Wi-Fi Finds the Way

In the concrete canyons of city centres, GPS satellite positioning systems often fail because high buildings block the signals they rely on. But an unlikely back-up for GPS is emerging: Wi-Fi. A Wi-Fi based positioning system developed in the US and the UK works best where GPS fails: in cities and inside cavernous complexes like shopping malls. And because cheap Wi-Fi technology is already appearing on a raft of gadgets like PDAs, cellphones and laptops faster than more expensive GPS receivers are, the developers predict that Wi-Fi could become central to new location-based applications.

They say emergency services in particular could find the system an essential back-up. Wi-Fi allows people to connect devices wirelessly to the internet. Base stations are springing up in coffee bars, libraries, universities, airports, phone booths and other public places. Each base station broadcasts a radio signal to announce its presence to devices within a range of around 100 metres. This signal incorporates a unique network address code that identifies the base station. Anthony LaMarca of the University of Washington in Seattle, and colleagues at Intel’s research labs in both the US and the UK, have developed software that constantly records the radio signal strengths from nearby base stations. It can identify the origin of the signal from a database giving the location of 26,000 Wi-Fi base stations in the US and the UK. Using the signal strength from at least three base stations, it can then triangulate the user’s location. “This is a poor man’s GPS,” says team member Bill Schilit of Intel Research in Santa Clara, California.

At the moment, the new system, called Place Lab, is not as precise as GPS. It can provide accuracy to within 20 to 30 metres, whereas the GPS average is 8 to 10 metres. But with improved algorithms that take into account, say, the height of the base station above the ground, or the building materials in the vicinity, LaMarca says “we could get on a par with GPS” in an area as densely served with Wi-Fi as downtown Seattle. The growth of Wi-Fi means all urban areas should one day have similar blanket coverage. Once a user has Wi-Fi they won’t have to buy extra hardware to use Place Lab, and the software can be downloaded for free from http://www.placelab.org. Increasingly, laptops, cellphones and PDAs are being sold with Wi-Fi capability already installed for around an extra $30. “This is not the case with GPS,” LaMarca points out.

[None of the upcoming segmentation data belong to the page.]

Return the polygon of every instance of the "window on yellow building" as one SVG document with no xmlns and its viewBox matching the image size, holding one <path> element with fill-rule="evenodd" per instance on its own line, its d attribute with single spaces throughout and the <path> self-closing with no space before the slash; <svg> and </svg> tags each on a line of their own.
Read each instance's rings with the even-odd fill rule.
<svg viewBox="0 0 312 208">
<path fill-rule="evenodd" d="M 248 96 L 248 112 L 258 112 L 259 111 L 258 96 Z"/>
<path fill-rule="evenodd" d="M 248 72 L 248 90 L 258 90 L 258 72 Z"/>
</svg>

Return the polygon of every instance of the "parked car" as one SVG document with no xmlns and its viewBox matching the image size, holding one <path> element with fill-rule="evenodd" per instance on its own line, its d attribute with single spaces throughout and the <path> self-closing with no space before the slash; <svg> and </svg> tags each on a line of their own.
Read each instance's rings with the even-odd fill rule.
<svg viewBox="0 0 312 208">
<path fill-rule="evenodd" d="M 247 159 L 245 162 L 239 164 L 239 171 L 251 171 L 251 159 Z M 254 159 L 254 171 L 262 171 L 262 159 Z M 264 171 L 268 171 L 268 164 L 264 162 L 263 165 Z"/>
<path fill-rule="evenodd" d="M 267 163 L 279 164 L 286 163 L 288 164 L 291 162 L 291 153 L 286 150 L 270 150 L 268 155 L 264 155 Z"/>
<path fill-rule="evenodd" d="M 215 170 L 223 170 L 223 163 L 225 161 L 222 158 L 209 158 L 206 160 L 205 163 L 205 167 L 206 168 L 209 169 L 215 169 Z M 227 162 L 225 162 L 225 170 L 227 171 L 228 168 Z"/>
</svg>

Researchers at the University of Glasgow in the UK are planning to test Place Lab’s positioning ability on volunteers equipped with Wi-Fi enabled PDAs during this year’s Edinburgh Festival in August – despite the city’s patchy Wi-Fi coverage. And next year, new software for the PDAs will help people find their way around Edinburgh and keep track of their friends. Place Lab is not the first software to use Wi-Fi for positioning but- belying its name- it is the first to bring the idea out of the lab and into the real world. “Microsoft once set up arrays of access points in a lab, but we are using the existing Wi-Fi infrastructure,” LaMarca says. Place Lab has already been tested in Berkeley, San Diego, Seattle, Manhattan and Cambridge in the UK, among other cities. The Place Lab team have other applications in the works. Jason Hong, a computer scientist at the University of California, Berkeley, is developing a “location-aware” version of Microsoft’s Instant Messenger software. This will allow users to transmit their Place Lab data so that “buddy lists” will not only reveal when friends are online, but also where they are. It could also be used to direct a user to the nearest petrol station or coffee bar, remind them their books are overdue as they pass the library, or warn them of traffic congestion ahead.